Vernunft und Leidenschaft: Stipendiatentreffen zum Reformationsjubiläum
DAAD/Michael Jordan
Mehr als Smalltalk: DAAD-Stipendiaten während des Treffens in Essen
An der Universität Duisburg-Essen kamen 365 internationale DAAD-Stipendiaten zusammen, um sich über den Einfluss von 500 Jahren Reformation auf Sprache, Kunst, Kultur und Gesellschaft auszutauschen. Vorträge von etablierten Wissenschaftlern ergänzten sich mit Beiträgen der Stipendiatinnen und Stipendiaten. Aber auch alltägliche Fragen des Studiums in Deutschland und Exkursionen ins Ruhrgebiet standen auf dem Programm.

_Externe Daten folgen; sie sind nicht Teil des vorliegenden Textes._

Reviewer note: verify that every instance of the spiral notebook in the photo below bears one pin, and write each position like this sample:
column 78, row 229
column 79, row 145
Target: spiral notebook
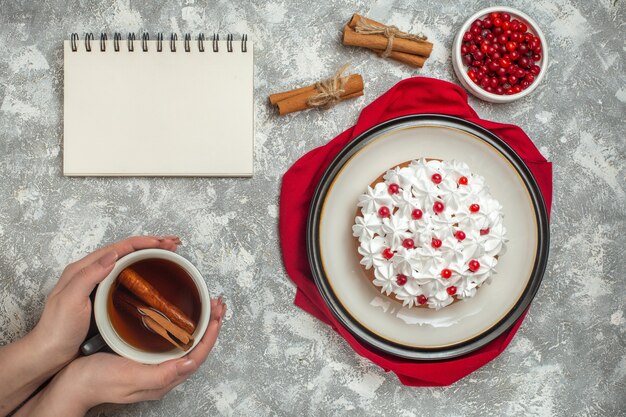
column 158, row 107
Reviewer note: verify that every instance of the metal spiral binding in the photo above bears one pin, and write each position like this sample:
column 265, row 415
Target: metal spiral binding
column 103, row 40
column 145, row 37
column 88, row 39
column 173, row 39
column 73, row 40
column 131, row 42
column 187, row 42
column 201, row 42
column 117, row 37
column 159, row 42
column 229, row 42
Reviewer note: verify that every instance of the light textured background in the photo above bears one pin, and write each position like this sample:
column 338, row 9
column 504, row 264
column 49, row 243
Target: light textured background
column 569, row 357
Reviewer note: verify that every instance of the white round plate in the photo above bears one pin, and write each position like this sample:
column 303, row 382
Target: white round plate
column 423, row 333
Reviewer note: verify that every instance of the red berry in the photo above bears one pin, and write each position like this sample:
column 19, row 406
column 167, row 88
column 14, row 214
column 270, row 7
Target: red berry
column 474, row 265
column 384, row 212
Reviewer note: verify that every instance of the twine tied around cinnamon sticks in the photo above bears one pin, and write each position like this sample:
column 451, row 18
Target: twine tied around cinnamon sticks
column 330, row 90
column 387, row 41
column 388, row 31
column 323, row 94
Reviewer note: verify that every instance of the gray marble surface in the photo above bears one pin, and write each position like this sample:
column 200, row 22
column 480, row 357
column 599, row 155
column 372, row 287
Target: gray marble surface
column 569, row 357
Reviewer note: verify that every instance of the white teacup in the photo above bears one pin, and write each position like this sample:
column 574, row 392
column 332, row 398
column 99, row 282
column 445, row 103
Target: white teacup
column 109, row 337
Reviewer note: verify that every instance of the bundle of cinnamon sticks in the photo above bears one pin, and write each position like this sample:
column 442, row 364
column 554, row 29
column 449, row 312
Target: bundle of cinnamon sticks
column 322, row 94
column 156, row 312
column 387, row 41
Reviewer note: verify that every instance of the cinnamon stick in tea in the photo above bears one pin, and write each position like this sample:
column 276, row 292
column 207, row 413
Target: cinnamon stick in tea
column 296, row 100
column 143, row 290
column 379, row 42
column 157, row 323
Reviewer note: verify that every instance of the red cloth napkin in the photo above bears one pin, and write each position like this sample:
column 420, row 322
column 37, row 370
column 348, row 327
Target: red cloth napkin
column 410, row 96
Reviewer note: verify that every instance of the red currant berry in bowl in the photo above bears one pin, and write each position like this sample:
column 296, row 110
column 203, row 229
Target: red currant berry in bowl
column 494, row 52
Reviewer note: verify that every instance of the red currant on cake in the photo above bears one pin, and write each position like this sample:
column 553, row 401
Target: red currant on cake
column 474, row 265
column 448, row 244
column 401, row 279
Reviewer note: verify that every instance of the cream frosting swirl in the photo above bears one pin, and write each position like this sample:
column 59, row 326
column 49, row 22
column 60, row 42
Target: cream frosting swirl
column 440, row 237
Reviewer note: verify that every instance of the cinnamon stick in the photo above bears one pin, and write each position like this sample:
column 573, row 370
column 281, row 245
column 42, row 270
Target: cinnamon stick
column 153, row 320
column 275, row 98
column 143, row 290
column 299, row 101
column 379, row 42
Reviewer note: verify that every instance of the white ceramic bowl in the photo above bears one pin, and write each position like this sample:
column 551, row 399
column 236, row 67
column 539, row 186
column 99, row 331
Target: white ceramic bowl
column 108, row 333
column 461, row 69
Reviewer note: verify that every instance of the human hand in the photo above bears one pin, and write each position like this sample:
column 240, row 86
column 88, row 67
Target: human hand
column 65, row 320
column 107, row 378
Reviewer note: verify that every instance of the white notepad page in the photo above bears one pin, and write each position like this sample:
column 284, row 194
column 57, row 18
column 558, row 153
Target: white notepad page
column 158, row 113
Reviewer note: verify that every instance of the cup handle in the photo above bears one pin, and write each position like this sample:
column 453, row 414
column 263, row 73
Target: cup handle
column 92, row 345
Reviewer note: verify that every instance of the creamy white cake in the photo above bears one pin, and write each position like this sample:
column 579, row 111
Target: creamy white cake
column 430, row 232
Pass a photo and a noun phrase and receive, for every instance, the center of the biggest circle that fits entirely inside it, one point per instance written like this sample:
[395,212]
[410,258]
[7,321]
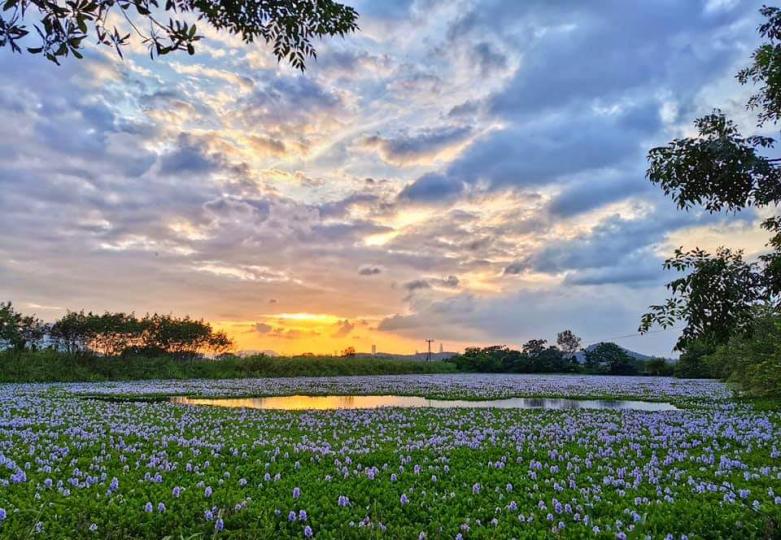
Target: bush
[752,361]
[610,359]
[691,364]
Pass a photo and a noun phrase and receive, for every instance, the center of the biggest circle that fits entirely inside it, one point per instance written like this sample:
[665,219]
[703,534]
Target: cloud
[343,329]
[369,270]
[422,147]
[263,328]
[499,195]
[432,188]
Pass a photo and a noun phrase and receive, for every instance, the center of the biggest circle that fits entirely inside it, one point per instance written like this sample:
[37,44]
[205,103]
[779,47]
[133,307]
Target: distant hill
[416,357]
[252,352]
[581,355]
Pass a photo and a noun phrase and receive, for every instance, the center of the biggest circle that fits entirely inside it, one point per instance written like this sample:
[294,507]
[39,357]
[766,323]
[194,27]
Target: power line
[637,334]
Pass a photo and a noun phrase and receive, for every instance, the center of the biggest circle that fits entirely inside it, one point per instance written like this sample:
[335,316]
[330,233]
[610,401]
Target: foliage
[721,169]
[568,342]
[289,26]
[766,69]
[658,367]
[534,358]
[691,364]
[718,169]
[53,366]
[19,331]
[609,359]
[715,296]
[753,361]
[115,334]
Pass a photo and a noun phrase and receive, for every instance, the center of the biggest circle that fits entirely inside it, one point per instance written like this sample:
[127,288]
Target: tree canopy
[288,26]
[721,169]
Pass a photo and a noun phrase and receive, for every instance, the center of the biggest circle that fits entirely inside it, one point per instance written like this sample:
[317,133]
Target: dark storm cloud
[426,143]
[369,270]
[432,188]
[552,148]
[586,195]
[611,48]
[189,157]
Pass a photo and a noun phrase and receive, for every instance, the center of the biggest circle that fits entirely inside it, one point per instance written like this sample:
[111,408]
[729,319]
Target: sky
[462,170]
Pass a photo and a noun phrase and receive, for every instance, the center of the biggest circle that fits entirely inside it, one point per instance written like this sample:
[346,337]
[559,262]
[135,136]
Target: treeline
[730,306]
[538,357]
[111,334]
[54,366]
[750,358]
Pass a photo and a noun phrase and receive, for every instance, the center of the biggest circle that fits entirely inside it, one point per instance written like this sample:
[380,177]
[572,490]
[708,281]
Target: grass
[51,366]
[224,473]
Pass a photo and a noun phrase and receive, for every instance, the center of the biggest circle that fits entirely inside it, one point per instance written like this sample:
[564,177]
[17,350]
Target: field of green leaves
[75,466]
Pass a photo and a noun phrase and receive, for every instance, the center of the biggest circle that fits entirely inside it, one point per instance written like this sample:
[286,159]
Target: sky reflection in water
[373,402]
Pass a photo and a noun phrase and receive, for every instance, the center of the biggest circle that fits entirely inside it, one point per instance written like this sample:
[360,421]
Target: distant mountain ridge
[581,355]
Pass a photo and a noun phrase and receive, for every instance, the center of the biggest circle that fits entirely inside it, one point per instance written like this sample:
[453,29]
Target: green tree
[715,296]
[658,367]
[720,169]
[568,342]
[288,26]
[610,359]
[73,332]
[18,331]
[753,361]
[534,347]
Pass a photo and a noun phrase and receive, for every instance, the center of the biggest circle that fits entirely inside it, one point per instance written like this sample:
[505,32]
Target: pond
[297,403]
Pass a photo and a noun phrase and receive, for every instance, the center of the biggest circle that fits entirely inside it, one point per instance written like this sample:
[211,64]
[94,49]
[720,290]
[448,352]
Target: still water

Manchmal muss man nicht viele Worte machen, hat Thomas Jared Marks gelernt. Ein „Seufftzer“ reicht – und drückt mehr aus als viele Worte der deutschen Sprache. Den Seufzer, so wusste der amerikanische DAAD-Stipendiat und Musikwissenschaftler Marks in seinem mit Hörbeispielen unterlegten Vortrag zu erläutern, wertete Martin Luther sogar als legitime Anrufung Gottes, dem wortreichen Gebet durchaus gleichzusetzen.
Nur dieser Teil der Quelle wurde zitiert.